We express no opinion with respect to the financial statements and related notes and schedules, and other financial, accounting, and statistical information, included in, incorporated by reference in, or omitted from the Registration Statement, the Prospectus and the Prospectus Supplement.
 
We express no opinion with respect to any matter involving financial information or relating to compliance with financial covenants or financial requirements, including the Management Discussion and Analysis of Financial Condition and Results of Operation in the Form 10-K. We also express no opinion with respect to the Company’s determination of its internal control over financial reporting or its disclosure controls and procedures as reported in the Form 10-K.
 
We are furnishing this opinion letter to you solely in connection with the Transaction. You may not rely on this opinion letter in any other connection, and it may not be furnished to or relied upon by any other person for any purpose, without our specific prior written consent.
 
The foregoing opinions are rendered as of the date of this letter. We assume no obligation to update or supplement any of our opinions to reflect any changes of law or fact that may occur.
 
Yours truly,
 
 
 

 
 
[Letterhead of McDonald Carano Wilson LLP]

FORM OF BRING-DOWN OPINION

Reply to: Reno

____________, 20___

Azimuth Opportunity Ltd.
c/o Fortis Prime Fund Solutions (BVI) Limited
P.O. Box 761, 1st Floor
James Frett Building
Road Town, Tortola
British Virgin Islands

 
Re:
Common Stock Purchase Agreement (the "Purchase Agreement") by and between Sulphco, Inc., a Nevada corporation (the "Company"), and Azimuth Opportunity Ltd., an international business company incorporated under the laws of the British Virgin Islands, dated April 30, 2008.

Ladies and Gentlemen:

We have acted as special Nevada counsel to the Company in the issuance to you of a legal opinion dated April 30, 2008, in connection with the Purchase Agreement (“Azimuth Opinion”).      
You have requested that we issue a bring-down opinion pursuant to Section 6.3(x) of the Purchase Agreement. In that regard, and subject to all of the qualifications, exceptions, assumptions, and limitations set forth herein and in the Azimuth opinion, no facts have been brought to our attention that cause us to believe that any of the opinions expressed in Paragraphs 3 and 4 of the Azimuth Opinion are not true and correct as of the date hereof.
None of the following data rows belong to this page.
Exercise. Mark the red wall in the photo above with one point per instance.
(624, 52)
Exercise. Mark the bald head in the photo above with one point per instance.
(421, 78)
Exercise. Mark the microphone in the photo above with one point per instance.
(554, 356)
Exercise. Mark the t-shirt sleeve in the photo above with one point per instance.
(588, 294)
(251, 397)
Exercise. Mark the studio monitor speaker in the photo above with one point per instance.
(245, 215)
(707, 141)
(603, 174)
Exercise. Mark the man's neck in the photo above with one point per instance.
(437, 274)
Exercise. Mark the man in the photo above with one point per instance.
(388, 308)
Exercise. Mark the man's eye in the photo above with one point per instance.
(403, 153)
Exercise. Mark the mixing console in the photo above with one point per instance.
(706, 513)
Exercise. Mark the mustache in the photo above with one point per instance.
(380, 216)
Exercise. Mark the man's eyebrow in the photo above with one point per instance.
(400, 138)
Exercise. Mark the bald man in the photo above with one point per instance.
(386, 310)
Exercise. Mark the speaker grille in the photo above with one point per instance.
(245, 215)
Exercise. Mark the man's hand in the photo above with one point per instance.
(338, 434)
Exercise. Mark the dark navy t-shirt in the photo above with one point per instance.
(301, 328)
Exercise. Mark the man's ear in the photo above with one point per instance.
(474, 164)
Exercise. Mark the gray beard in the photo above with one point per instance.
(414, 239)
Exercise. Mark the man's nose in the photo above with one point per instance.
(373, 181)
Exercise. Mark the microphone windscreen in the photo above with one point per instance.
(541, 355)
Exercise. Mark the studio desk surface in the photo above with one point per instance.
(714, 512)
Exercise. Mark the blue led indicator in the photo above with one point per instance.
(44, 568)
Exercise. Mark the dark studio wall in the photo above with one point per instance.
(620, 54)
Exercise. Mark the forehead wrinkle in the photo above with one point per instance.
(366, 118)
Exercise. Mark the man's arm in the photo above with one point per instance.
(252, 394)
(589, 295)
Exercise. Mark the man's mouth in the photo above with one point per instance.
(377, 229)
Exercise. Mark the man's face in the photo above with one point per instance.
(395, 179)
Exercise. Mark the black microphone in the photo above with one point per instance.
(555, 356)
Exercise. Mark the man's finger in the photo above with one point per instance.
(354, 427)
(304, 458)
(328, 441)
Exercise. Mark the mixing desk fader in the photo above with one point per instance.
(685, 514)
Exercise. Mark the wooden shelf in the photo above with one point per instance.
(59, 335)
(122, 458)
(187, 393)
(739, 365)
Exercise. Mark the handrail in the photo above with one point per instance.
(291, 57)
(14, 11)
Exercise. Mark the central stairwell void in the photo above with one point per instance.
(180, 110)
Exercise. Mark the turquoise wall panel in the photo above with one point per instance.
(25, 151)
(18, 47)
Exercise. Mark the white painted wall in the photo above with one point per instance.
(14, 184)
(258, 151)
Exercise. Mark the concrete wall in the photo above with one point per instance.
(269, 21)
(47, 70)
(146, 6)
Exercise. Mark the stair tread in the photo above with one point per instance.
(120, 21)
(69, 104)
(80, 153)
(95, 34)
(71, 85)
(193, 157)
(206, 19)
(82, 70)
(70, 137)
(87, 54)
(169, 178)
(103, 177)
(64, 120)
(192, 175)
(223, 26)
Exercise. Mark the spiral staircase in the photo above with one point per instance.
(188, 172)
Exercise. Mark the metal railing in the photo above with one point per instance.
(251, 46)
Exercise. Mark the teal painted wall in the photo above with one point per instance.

For purposes of this bring-down opinion, we have relied solely on the Officer’s Certificate of even date attached hereto and have not made any investigation or inquiry as to, and have not independently verified, any of such matters. Any limited inquiry undertaken by us during the preparation of this bring-down opinion should not and may not be regarded as such an investigation or inquiry.

The opinion rendered herein is as of the date hereof. We assume no obligation to update such opinion to reflect any facts or circumstances that hereafter may come to our attention or any changes in the law that hereafter may occur.

This opinion is limited to the laws of the State of Nevada. This opinion is given to the addressee solely for its benefit in connection with the transactions described in the Purchase Agreement and, except for you, may not be relied upon in any respect by any other person or for any other purpose.